American Health System
The American health system has undergone a major evolution since the inception of the nation. America’s health system has been under much scrutiny over a long time, more so because it is fragmented and, to some extent, inefficient. Indeed, the U.S. spends more than any other developed country on health care. Further, the health system is financed by private insurance and the government.
In 1965, the government enacted Medicare and Medicaid through the Social Security Act; these programs provide health benefits to citizens and persons with low incomes. Later, these entitlements were extended to include children under 21 years and persons with disabilities thus facilitating the availability of comprehensive health care to citizens. This was followed by the creation of the State Children’s Health Insurance Program (SCHIP), which covered uninsured children.
Recently, the US government has enacted new universal healthcare policy reforms, including the accessibility of health care to children over 21 years and unemployed persons.
The third-party payment system and its impacts on the economics of health care in the nation
A third-party pay system involves a situation where an independent party in an insurance contract acts on behalf of a policyholder and in the process bearing a significant portion of premium payments, thus making the contract more cost-effective. Generally, third-party payments reduce the cost of medical insurance for the beneficiary mainly because the third-party assumes the largest portion of insurance premiums. Commonly, employers, unions, and the government are the third parties. In the United States, the health care insurance system relies heavily on third-party payment systems. Indeed, only 12 percent of health insurance cost is remitted by individual policyholders. Generally, third-party payers do not influence an individual’s treatment decisions.
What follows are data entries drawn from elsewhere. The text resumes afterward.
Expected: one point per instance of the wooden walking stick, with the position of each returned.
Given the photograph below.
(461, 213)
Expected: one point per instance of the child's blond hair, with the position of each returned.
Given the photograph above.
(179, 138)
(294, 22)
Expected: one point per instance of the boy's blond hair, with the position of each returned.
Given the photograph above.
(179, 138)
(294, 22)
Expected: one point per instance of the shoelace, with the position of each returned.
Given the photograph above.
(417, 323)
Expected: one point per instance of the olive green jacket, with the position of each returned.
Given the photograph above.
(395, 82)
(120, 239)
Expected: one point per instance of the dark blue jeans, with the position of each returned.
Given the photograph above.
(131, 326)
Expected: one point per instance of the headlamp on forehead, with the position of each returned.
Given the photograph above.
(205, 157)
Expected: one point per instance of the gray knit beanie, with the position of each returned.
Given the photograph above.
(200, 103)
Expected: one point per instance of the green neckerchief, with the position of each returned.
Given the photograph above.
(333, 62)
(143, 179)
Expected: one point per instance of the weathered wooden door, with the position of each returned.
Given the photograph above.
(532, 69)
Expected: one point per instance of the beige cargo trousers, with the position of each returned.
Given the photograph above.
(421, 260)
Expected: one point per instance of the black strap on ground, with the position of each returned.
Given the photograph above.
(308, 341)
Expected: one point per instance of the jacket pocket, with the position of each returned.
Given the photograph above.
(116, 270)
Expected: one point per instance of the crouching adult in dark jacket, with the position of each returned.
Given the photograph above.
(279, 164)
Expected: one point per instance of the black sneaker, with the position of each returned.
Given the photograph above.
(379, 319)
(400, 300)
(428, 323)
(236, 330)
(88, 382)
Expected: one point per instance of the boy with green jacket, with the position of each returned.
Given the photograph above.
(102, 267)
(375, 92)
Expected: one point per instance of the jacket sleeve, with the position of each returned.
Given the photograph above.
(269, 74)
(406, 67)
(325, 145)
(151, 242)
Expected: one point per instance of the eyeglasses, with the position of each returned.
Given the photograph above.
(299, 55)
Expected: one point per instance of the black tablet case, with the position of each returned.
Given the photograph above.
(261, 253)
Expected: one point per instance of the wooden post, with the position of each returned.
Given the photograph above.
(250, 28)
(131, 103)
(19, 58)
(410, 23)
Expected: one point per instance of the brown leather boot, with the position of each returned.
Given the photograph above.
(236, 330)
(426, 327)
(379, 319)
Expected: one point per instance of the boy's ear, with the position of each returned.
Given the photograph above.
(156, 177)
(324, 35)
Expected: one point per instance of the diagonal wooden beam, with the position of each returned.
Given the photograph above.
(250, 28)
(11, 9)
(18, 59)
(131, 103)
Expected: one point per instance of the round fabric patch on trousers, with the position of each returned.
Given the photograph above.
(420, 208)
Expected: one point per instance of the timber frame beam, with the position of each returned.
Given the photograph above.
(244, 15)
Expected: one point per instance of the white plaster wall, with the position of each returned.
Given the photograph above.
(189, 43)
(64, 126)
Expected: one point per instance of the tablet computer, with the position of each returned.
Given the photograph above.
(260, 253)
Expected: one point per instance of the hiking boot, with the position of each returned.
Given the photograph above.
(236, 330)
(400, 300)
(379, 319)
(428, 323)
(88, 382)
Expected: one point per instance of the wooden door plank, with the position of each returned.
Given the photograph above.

The system has laid heavy economic burdens on the employers who are compelled to remit a large number of premiums for their employees. In this case, the third party payment system is cited as the major problem facing the US health care system.
Moreover, health care in the US is perceived to be inefficient due to the disproportionate amount of premiums paid to various people. Additionally, the healthcare system has huge economic burdens, since some insurance claims paid by the third party system do not adequately cover all the needs of the policyholders. Therefore, the TPP system needs to be replaced with a single payer’s policy where the policyholders are encouraged to be responsible for their insurance.
The potential improvement of existing health entitlements
Medicare is a single-payer health program entitlement enacted by the federal government that covers citizens aged 65 years and over. Primarily, the government funds Medicare with its revenue. This program provides various benefits namely hospital and physician services, prescription drug services, and Medicare Advantage. The health care entitlement should be maintained, however, it requires some reforms. In most cases, senior citizens incur high costs in meeting their health services and Medicare assist in meeting the cost. However, the benefits from this entitlement are very minimal as it does not cover skilled nursing, prevention, or visual or dental services. Thus, there is a need to increase funding of Medicare to cover more health issues affecting senior citizens.
On the other hand, Medicaid is an entitlement program aimed at assisting low-income earners and disabled persons. The state governments are tasked with the provision of this assistance and assessing the eligibility of benefits. Moreover, Medicaid is funded by federal and state governments, and it gives a comprehensive set of benefits; however, some health providers do not offer services to patients with Medicaid due to its low reimbursement rate.
Therefore, the government should not keep this program in the future; instead, it should be replaced with a universal health-care policy. Moreover, the program does not effectively meet its targeted goals, since many poor people are sidelined from the program. Besides, there are constant changes in eligibility and failure of health service providers to accept it.
SCHIP is an entitlement for children from families who do not qualify for Medicaid but they cannot afford private health insurance. The state governments need to restructure the program to control its enrolment and the benefits it offers to the enrolled parties.
The relationship between hospitals and physicians in California
The physicians and hospitals have a strong relationship, which integrates them. Indeed, nearly 45% of hospitals report having a good relationship with employed physicians. Besides, physicians-hospital organizations (PHO) are a body that helps to manage the relationship between physicians, hospitals, and third parties. Indeed, hospitals require that all physicians should have malpractice insurance before they are allowed to practice.
Thus, this provides a higher quality of services since the physicians are covered in case of any eventuality. Due to the positive relationship, the hospitals can retain most physicians; hence, there is enough personnel to administer health services. Moreover, this implies that patients incur lower costs since they do not have to seek private and independent physicians.
Generally, the relationship between hospitals and physicians is fuelled by trust between the two parties and remuneration offered to the physicians. The state of California exempts some hospitals to employ physicians; however, the state should permit the corporate practice of medicine. In some cases, hospitals lack a sufficient number of physicians who are willing to work in some geographic areas like rural areas, thus the hospitals should be allowed to recruit, train and employ full-time employees to work in such settings. Additionally, there are large numbers of uninsured Californians, thus the community has always been experiencing difficulties in recruiting and retaining physicians.